Re: Hot (MARC) metadata!

From: Rinne, Nathan (ESC) <RinneN_at_nyob> Date: Tue, 7 Aug 2007 10:47:20 -0500 To: NGC4LIB_at_listserv.nd.edu

Will,

OK, my last post for the day - and I think for at least 3 weeks. (sorry
Alexander, if you were actually looking forward to a response :) ).

Thank you so much for the detailed description of what you do - it is
very helpful, and I am filing this one away.  Really appreciated.

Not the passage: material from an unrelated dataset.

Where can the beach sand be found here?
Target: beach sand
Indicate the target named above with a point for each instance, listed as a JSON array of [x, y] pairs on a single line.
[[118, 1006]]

You're right about conflating AI and RDF - I should not do that (yes, I
could do more reading here, by the way).  So just change my post to the
"salvific claims of technology" :)

As for the rest, great stuff - yes, I understand the advantages here you
are speaking of (this stuff should be utilized more and more to help
serve the patron, as I've pointed out Mann has mentioned on many and
occasion) and I think there are efforts happening right now with RDA in
order to make this feasible for libraries too.

Finally, you close:

I don't really understand why catalogers that are obsessed with subject
headings and strict cataloging rules don't immediately jump on RDF,
topic maps or something similar, since it takes everything you like
about your metadata and takes it to the next level.  I think this is
where the claims of dogmatism come in. (end).

The only "strict cataloging rules" I am obsessed about are the need for
vocabulary consistency (agreement - which I suppose must translate to
some degree of bureaucracy), the importance of detailed, descriptive
headings (which means experts), and the corresponding ability, in
theory, to see "everything" on a particular topic in the context of
things like it (the "whole elephant") (which means context, including
"interdisciplinarity").  That is it.  If this is dogmatism, I suppose I
am dogmatic.

Maybe I am wrong, but I don't have the confidence that other folks on
this list really understand my concerns.  I would love to be proven
wrong though, although I am not even sure at this point where to start
in such a discussion.

Having just read Eric Lease Morgan's last post however, I am not even
really sure people even think that discussion is really worth having.
Let these treasures of the past go... let the brave new world come.  In
my mind, technology is loosing its proper place (I never thought I or
Mann was anti-tech! until...), and we have become drunk with it, to go
along with our being obsessed with the "instrumentalization" of all
knowledge (which after all, will also *soon* be able to be downloaded
unto a computer)  :)

Done fighting... for now. :)

Regards,
Nathan Rinne
Media Cataloging Technician
ISD 279 - Educational Service Center (ESC)
11200 93rd Ave. North
Maple Grove, MN. 55369
Work phone: 763-391-7183

-----Original Message-----
From: Next generation catalogs for libraries
[mailto:NGC4LIB_at_listserv.nd.edu] On Behalf Of Will Kurt
Sent: Tuesday, August 07, 2007 9:51 AM
To: NGC4LIB_at_listserv.nd.edu
Subject: Re: [NGC4LIB] Hot (MARC) metadata!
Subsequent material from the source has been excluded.